Welcome! You’ve made it to your new location! If you have moved within the same country, here’s where you join us for at least some of the steps, but for those of you who followed us from the start, you are now legally allowed to be here, but you still need to get permission to do everything else.
- Driving License. Get driving lessons whether or not you need to take a test – the published and the practiced rules are often very different, especially in Asia, Africa and Paris..
- Employment – practical considerations. Gender, race, religion and a limited timeframe may all affect whether paid employment is a viable option.
- Employment – legal requirements. In addition to your visa, you will often need specific employment authorization. Typical documents required: passport, visa, marriage certificate, professional certificates, offer of employment. Permission to be employed in one field is not necessarily transferable to another.
- Tax ID (Social Security Number, Tax Identification Number) If you earn money, in any form, you will need to declare them for tax purposes somewhere.. Consult a tax professional in location and your spouse’s employer for tax implications.
- Medical Insurance Card.

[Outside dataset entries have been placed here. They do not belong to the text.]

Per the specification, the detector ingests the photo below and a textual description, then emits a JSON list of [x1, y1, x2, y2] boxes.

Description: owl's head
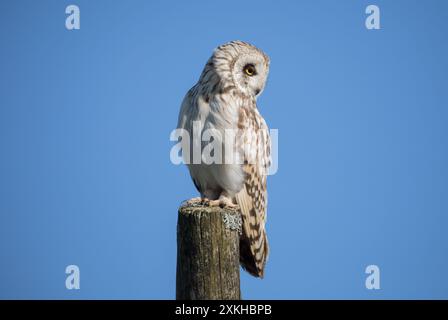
[[203, 41, 270, 98]]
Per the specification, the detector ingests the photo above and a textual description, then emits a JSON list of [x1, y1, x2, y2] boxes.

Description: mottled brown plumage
[[177, 41, 271, 277]]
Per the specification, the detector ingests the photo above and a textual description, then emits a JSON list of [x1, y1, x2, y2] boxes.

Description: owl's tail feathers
[[235, 188, 269, 278], [239, 231, 269, 278]]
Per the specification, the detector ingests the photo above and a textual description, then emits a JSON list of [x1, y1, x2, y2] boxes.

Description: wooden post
[[176, 203, 242, 300]]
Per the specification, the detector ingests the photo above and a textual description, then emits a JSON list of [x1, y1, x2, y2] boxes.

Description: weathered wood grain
[[176, 203, 241, 300]]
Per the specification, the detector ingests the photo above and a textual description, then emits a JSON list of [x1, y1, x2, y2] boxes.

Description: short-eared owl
[[177, 41, 271, 278]]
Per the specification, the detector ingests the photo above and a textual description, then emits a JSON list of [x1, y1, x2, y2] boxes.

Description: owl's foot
[[207, 196, 238, 209], [184, 197, 207, 206]]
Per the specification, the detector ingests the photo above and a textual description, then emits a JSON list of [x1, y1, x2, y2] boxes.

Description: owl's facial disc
[[233, 54, 268, 98]]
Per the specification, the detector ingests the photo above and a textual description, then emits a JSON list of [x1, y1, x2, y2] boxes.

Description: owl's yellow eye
[[243, 64, 256, 76]]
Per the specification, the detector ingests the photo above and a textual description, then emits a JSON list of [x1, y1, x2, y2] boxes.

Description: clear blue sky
[[0, 0, 447, 299]]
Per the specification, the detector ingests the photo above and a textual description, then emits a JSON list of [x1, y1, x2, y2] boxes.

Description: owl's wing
[[177, 87, 197, 131], [176, 86, 207, 168], [235, 102, 271, 278]]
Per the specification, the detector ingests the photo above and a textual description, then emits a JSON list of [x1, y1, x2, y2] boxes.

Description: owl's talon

See Health Insurance for how to get it, but once you have, make sure you carry evidence of coverage at all times.
Ticket to Ride
Driving license. Get this done as early after arrival as possible, as it is used as a standard form of ID in most countries of the world, and can be used to apply for other necessary documentation and services. If possible, get driving lessons, whether or not you need to take a test – often the published rules of the road differ greatly from the practiced ones. Although you can use your existing license when you arrive, it is usually for a limited time, after which you are expected to get a local one.
Driving tests are never fun, so take some of the pressure off by allowing yourself enough time to take the test more than once, should you be unlucky enough to fail.. It took me five (yes, five!!) attempts to get my UK license, so please don’t complain to me if you only failed once..
9 – 5
Whenever we move, I am listed as the dependent spouse, and have had to independently seek permission to work, not always successfully. In places where there is high unemployment, you may well find that the process of obtaining permission takes longer than your assignment timeframe or requires specific qualifications, so visit discussion forums such as those on www.expatarrivals.com to get a heads up. For regions where gender equality is questionable, explore what effect legal and social restrictions will have, before you start planning your new career as a female taxi driver in Saudi Arabia…
When moving to the US, I came in on an L2 Visa, which means I was required to apply for an Employment Authorization Document and a Social Security number before I could seek work. I make this point because others in the same situation have confused the right to work with actual permission to work, and I know the US is not the only country that has this little anomaly.. Check what your visa entitles both you and your dependents to do in terms of type and duration of work before you accept employment – failure to do so can mean deportation and refusal of future residency application.
Employment Authorization Documentation (if applicable – it varies between countries) Do not assume that authorization for one type of employment automatically allows you to be employed in a different role. Information can be found at the resources mentioned before, and if you have been assigned a relocation consultant, this is a great one to get them to help you with.
Social Security Number / Tax Identification Number. Call it what you like, wherever in the world you find yourself, you will be expected to pay taxes, at the very least on income. Getting a SSN / TIN is usually pretty straightforward (imagine that?!!), and if you weren’t given information on how to get one when you applied for your visas, a Google search will quickly tell you what you need. If you have any concerns about the process, consult with an accountant or lawyer in your host country, to be sure that you get it right from the start.
Medical Insurance Card. Whether there is national or private healthcare (or both) at your destination, you will need to have some proof of coverage, usually issued in a credit card type format. The Health Insurance section covers this in more detail, but it’s a piece of information you need to carry with you at all times, so worth repeating. Hospitals can and will refuse to treat you if you don’t have proof that they will be paid, and those waiting room chairs get pretty uncomfortable while you wait for someone to break in to your house and rummage through your filing cabinet…
As a backup, I have a photograph of my medical card saved in my iPhone, so that I can access in the details easily and email them instantly if necessary. And while we’re on the subject of medical cards: get any allergies, vital medication or medical warnings etc translated to the local language, and keep it with your card.